ABSTRACT

While the previous chapter explored some properties of the α-agreement measure, this chapter adds comparisons with other coefficients. It sketches α’s lineages but focuses mainly on its relationships with other measures, most of which do not go much beyond the simplest αs introduced in Chapter 2. Single-valued nominal agreement coefficients for predefined units are by far the most widely used and hotly debated coefficients, starting with percent agreement.

Percent agreement is widely understood and therefore frequently used. However, not only is it limited to just two observers, its scale between 0 and 1 or 100% has no clear reliability interpretations which is why so-called chance-corrected agreement coefficients were proposed.

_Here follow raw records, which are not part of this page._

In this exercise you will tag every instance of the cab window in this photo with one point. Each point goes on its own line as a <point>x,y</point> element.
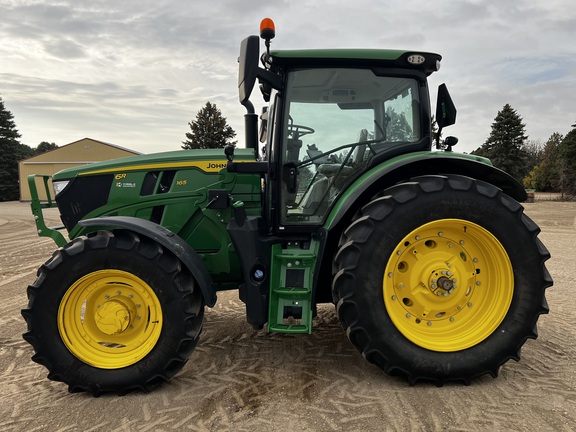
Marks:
<point>337,120</point>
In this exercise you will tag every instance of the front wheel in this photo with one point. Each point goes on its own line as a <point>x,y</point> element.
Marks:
<point>441,278</point>
<point>113,312</point>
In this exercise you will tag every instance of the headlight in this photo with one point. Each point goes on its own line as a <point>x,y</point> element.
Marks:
<point>59,186</point>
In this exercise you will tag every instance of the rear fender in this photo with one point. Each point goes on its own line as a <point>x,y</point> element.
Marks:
<point>167,239</point>
<point>405,167</point>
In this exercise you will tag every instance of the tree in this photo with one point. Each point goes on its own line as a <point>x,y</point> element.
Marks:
<point>44,146</point>
<point>545,176</point>
<point>505,146</point>
<point>209,130</point>
<point>11,151</point>
<point>567,158</point>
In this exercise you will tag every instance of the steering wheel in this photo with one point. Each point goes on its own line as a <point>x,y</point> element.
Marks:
<point>297,131</point>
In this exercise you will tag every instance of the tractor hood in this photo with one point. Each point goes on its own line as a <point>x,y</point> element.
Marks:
<point>209,161</point>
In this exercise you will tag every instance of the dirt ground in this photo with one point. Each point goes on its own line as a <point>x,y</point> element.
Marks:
<point>245,380</point>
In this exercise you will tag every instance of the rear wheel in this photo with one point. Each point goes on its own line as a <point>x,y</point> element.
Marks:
<point>441,279</point>
<point>113,312</point>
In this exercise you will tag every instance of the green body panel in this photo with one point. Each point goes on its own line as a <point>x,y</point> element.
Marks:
<point>184,202</point>
<point>341,54</point>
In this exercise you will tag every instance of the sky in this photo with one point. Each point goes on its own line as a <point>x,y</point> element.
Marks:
<point>134,72</point>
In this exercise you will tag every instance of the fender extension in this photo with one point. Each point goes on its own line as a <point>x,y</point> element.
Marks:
<point>169,240</point>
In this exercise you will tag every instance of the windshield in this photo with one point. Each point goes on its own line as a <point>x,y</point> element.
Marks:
<point>338,119</point>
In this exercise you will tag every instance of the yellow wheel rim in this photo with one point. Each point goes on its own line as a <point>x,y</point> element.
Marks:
<point>448,285</point>
<point>110,319</point>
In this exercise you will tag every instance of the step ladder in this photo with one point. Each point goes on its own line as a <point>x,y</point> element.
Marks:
<point>291,282</point>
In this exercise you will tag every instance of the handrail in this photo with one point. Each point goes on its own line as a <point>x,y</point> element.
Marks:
<point>37,207</point>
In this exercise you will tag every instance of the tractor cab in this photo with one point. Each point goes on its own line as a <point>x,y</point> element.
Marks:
<point>333,115</point>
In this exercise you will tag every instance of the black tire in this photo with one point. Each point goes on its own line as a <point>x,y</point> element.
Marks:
<point>377,264</point>
<point>136,302</point>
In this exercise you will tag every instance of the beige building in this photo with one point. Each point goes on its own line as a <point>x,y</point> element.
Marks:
<point>81,152</point>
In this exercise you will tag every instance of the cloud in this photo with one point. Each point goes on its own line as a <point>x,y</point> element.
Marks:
<point>134,72</point>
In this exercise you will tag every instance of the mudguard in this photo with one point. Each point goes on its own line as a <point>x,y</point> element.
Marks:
<point>405,167</point>
<point>169,240</point>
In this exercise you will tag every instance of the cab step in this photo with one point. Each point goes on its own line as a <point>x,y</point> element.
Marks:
<point>292,279</point>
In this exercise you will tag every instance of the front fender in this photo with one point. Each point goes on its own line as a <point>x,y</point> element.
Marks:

However, in the literature, chance has no universal definition. Relating percent agreement to diverse conceptions of chance yields diverse measures that share merely their name (and their applicability to two observers categorizing a common set of units). To explore what they could say about the reliability of data this chapter compares five prototypes: Bennett et al.’s (1954) S whose conception of chance is related to the number of categories available; Cohen’s (1960) κ whose conception of chance is the statistical independence of two observers; Gwet’s (2008) AC 1 which aimed at avoiding Feinstein and Cicchetti’s (1990) paradoxes; and Scott’s (1955) π, which is closely related to the fifth, Krippendorff’s α in this simple form.

The chapter ends with a table summarizing what each of these plus a few other coefficients measure or fail to respond to and the conditions under which they happen to apply to the reliability of data.